As an advocate with modest funding, he works a smartphone as he drives freely between Aurora and the capital, Paramaribo. But many of his fellow Saamaka subsist on the jungle, the mines or the government dole — what he calls “metaphorical slavery” in which they’re becoming “even more dependent” on others.
Slavery is a loaded word here. Human bondage came to Suriname after it became a colony of the Netherlands in 1667. In the 18th century, Africans who had escaped into the jungle waged a decades-long war against their former masters. In 1762, the Dutch and the Saamaka sealed — by sharing a mix of their blood, rum and white clay — a treaty giving peace to the coastal whites and autonomy to the jungle Maroons.
Slavery was abolished in 1863. Suriname gained independence from the Netherlands in 1975. By that time, though, decisions made in Pittsburgh had reshaped the landscape.
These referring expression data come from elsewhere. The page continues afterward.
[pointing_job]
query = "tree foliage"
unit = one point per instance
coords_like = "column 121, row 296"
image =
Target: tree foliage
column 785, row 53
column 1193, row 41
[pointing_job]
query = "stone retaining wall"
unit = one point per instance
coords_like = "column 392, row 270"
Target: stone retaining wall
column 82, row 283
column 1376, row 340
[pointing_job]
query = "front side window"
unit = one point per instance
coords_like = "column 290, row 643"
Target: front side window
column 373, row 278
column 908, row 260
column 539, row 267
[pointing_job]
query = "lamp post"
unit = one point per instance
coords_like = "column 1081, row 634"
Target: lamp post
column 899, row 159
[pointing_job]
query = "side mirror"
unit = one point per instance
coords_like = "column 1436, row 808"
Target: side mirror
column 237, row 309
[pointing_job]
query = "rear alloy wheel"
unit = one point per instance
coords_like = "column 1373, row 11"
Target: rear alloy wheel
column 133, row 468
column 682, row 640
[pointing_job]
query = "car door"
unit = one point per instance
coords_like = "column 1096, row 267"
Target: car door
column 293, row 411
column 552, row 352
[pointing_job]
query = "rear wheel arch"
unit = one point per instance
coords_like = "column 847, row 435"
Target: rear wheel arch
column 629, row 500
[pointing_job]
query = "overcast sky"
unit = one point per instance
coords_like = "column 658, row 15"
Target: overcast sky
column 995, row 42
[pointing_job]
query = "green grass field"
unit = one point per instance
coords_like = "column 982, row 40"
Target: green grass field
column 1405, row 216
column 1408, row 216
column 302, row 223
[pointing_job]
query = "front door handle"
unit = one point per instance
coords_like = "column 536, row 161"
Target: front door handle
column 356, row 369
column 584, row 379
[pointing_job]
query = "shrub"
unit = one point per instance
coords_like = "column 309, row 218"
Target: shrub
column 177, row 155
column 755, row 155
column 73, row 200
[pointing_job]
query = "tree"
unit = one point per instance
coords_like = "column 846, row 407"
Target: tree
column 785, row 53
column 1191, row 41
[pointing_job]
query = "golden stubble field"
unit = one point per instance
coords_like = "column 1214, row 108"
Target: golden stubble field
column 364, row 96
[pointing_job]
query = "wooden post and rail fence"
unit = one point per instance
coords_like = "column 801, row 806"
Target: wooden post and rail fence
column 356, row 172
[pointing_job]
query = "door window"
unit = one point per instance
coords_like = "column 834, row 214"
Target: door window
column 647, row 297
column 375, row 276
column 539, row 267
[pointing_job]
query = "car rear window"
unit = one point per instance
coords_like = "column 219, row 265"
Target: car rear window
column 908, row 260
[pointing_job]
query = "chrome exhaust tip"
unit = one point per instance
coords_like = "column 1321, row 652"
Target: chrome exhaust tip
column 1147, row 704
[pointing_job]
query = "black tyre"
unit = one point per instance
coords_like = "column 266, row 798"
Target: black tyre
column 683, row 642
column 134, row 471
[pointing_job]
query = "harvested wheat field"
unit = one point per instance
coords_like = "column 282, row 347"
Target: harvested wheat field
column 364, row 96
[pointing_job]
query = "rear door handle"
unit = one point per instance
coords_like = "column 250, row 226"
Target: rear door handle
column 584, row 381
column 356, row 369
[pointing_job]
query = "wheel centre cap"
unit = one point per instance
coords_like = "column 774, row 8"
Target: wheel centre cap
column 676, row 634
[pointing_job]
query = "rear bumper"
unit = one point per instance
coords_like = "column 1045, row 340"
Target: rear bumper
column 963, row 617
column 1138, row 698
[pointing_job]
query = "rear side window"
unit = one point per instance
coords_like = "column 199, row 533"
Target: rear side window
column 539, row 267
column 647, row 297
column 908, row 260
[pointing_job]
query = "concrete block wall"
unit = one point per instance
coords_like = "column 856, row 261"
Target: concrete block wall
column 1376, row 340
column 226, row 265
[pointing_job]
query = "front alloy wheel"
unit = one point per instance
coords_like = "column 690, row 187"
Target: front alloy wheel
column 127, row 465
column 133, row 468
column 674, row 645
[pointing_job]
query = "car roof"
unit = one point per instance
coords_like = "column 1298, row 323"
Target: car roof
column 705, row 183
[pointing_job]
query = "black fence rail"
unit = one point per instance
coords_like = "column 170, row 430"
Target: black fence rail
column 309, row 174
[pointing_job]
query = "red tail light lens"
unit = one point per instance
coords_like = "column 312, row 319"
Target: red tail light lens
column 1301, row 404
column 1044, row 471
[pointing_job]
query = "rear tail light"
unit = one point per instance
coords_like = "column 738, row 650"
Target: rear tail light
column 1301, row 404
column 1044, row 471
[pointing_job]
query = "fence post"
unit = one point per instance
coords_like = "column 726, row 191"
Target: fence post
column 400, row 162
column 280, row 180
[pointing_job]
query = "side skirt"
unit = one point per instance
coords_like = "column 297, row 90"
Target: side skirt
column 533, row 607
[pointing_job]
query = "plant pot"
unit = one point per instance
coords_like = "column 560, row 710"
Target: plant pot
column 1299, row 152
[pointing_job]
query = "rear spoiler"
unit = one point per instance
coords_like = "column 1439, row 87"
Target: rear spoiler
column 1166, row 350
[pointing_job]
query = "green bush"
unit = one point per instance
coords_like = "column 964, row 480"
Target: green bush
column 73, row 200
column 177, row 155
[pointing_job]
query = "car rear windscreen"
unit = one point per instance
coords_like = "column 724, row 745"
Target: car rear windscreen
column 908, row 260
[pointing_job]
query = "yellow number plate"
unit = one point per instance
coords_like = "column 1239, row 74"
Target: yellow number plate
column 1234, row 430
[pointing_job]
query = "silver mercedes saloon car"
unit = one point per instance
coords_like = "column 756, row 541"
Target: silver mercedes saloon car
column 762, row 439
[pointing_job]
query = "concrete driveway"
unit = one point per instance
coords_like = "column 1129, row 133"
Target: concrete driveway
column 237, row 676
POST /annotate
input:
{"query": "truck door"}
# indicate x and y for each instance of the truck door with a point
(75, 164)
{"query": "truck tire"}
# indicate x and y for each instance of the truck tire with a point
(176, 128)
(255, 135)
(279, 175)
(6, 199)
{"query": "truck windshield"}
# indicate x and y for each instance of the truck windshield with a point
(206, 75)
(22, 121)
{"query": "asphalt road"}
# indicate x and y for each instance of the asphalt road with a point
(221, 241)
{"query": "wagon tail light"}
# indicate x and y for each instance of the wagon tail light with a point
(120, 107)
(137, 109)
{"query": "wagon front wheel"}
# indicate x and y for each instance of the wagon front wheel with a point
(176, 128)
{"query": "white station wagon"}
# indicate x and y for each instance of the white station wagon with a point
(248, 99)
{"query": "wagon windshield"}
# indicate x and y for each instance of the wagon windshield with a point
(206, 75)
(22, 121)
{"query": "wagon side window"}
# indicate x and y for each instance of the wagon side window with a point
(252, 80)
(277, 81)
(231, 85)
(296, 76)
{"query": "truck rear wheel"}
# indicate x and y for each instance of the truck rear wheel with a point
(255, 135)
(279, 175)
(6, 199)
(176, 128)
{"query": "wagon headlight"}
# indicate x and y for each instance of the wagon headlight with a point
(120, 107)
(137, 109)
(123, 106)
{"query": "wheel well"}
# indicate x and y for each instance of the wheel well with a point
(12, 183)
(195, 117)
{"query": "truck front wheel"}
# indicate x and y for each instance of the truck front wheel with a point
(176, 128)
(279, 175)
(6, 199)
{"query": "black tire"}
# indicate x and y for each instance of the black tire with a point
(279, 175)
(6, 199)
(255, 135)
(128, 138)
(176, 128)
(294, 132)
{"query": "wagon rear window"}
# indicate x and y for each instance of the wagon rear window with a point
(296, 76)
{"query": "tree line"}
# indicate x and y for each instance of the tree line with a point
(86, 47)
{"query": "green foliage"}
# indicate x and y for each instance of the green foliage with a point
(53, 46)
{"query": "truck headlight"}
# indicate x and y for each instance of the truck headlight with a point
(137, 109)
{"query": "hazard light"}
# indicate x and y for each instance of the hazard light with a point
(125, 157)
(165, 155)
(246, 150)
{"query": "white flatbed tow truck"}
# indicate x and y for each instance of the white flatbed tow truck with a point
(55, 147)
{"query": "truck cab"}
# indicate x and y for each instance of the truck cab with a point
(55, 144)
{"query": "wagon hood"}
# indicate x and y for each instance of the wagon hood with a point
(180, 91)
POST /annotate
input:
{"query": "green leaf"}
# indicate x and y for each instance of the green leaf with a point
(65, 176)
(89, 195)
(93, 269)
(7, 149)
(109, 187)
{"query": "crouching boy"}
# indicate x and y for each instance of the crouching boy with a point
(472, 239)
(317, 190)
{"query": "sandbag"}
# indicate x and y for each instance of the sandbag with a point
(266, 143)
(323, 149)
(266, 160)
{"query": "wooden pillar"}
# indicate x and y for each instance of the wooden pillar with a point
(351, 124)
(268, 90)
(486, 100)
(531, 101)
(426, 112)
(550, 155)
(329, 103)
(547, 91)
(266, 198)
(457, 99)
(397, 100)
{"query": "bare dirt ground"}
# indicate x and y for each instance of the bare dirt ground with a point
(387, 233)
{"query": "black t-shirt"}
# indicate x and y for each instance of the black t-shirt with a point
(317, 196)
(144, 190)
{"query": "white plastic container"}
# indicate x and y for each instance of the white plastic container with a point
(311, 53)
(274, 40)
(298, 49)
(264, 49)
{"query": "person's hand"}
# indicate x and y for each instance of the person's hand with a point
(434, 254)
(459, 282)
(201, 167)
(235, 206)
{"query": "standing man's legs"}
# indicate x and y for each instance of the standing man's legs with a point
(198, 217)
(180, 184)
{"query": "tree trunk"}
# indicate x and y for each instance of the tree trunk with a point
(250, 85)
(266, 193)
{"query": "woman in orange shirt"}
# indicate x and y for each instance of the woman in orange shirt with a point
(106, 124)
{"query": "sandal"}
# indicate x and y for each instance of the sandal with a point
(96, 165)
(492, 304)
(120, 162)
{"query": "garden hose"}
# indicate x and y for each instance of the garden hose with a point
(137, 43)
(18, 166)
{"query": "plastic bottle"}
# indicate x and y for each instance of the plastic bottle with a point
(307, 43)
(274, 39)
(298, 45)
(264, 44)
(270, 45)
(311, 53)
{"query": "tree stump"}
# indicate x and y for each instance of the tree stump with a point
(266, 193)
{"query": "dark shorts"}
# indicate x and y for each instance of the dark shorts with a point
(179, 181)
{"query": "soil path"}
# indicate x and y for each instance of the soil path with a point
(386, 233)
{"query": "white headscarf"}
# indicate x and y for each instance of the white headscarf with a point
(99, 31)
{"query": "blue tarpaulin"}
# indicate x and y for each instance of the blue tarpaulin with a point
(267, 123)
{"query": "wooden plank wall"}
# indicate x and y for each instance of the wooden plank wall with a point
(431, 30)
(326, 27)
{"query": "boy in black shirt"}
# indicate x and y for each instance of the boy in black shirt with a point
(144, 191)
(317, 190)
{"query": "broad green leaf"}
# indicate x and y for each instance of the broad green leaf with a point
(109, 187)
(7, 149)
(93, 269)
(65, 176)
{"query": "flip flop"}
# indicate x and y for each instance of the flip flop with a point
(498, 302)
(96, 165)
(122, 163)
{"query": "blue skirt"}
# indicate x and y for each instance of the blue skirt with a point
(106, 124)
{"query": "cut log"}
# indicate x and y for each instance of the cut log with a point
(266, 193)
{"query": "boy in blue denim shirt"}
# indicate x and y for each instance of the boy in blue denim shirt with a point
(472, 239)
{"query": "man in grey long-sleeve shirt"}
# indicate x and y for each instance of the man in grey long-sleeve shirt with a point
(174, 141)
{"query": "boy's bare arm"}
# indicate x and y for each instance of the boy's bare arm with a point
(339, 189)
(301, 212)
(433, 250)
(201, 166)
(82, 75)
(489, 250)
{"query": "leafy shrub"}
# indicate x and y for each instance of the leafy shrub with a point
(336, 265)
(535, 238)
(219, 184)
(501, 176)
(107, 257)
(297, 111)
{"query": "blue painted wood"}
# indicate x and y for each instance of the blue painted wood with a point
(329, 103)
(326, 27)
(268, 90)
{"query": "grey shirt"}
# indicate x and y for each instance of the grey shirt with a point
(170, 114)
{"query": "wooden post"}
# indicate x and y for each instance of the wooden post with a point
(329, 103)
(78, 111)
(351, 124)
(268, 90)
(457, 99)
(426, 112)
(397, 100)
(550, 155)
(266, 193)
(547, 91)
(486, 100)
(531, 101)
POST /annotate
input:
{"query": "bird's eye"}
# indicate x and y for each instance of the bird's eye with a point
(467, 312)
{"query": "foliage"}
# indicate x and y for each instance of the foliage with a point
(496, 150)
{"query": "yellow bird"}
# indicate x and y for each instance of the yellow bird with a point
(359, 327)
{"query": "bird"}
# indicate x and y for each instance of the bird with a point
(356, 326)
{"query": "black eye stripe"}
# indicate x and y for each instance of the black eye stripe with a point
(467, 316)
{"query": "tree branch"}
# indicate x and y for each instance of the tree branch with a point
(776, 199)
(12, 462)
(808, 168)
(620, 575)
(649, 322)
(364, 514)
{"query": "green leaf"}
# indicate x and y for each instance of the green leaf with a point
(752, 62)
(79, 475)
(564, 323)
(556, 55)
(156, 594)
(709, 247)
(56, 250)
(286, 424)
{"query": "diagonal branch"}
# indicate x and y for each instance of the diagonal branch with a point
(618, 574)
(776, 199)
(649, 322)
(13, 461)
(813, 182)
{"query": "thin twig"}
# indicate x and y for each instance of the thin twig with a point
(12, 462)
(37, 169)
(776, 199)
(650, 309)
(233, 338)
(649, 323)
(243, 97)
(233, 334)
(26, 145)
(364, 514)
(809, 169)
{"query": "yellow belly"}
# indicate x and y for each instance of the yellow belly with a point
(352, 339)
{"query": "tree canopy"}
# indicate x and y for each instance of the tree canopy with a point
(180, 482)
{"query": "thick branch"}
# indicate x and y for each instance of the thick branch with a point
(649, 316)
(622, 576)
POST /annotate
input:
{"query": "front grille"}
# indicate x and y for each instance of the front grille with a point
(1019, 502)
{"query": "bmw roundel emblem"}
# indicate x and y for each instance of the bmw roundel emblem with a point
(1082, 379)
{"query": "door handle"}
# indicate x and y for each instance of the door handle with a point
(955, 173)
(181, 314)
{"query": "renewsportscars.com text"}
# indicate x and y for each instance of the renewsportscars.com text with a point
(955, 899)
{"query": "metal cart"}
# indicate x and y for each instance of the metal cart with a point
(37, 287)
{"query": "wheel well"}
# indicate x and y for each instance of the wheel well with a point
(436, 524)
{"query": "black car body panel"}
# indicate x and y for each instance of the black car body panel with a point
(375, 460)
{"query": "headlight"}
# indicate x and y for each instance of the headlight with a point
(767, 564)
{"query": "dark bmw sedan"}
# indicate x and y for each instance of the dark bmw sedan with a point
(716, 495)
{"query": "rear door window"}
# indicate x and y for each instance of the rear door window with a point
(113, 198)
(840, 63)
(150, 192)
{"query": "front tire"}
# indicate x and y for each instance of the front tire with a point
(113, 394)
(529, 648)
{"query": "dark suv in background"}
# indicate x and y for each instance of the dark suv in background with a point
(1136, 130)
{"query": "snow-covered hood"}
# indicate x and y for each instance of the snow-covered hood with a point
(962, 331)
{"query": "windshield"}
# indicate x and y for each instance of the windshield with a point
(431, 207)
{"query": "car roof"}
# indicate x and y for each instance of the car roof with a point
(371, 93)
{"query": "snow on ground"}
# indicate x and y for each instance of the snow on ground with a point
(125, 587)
Alcoa in the 1950s concluded that with enough electricity, it could mine bauxite, refine it and smelt it into aluminum — all right in Suriname. A key component would be a hydroelectric dam. In 1958, the company, the local minister-president and the Dutch governor signed on to the plan.
The Pittsburgh Press in 1959 heralded “a 10-year program which will increase production, employment and electric power, helping development in every way.”
The lengthy agreement between the country and company contained just one sentence, in a list of the government’s duties, about the people in the path of progress: “Remove the population, the buildings and other property from the reservoir area.”
Hiskia Jabini, now 81, trekked north from Aurora to Afobaka in the early 1960s, and became one of 2,300 laborers on a construction project that he little understood. “It was a way to earn money,” he said, speaking the Saamaka language (translated by Debora Linga), as did others interviewed for this story. "We didn't realize that, as a result of building the dam, our villages would be flooded and such a bad thing would happen.”
Praying to the tree
In Kajapaati, women carry towers of pots and pans on their heads down dirt paths to the Suriname River, where they wash the dishes, bathe the kids, sometimes catch a fish.
It’s an hour’s ride by motorized canoe to the nearest town served by any road. Decisions are made through a clan hierarchy of captains, including a head captain and lieutenants called “basjas.”
Basja Emelien Adjako was 5 years old in 1964, when the water overcame her birthplace of Bedoti, she said as she sat among the shacks of Kajapaati. She described Bedoti, with its sacred kankantrie tree. “The roots were so big you could compare it to a wall of a house.”
The elders were praying to this tree, praying that the water wouldn’t come higher.
When the creeks started to rise, she said, the elders “were praying to this tree, praying that the water wouldn’t come higher. So they were looking for their salvation with this tree, but it was the first thing to flood.”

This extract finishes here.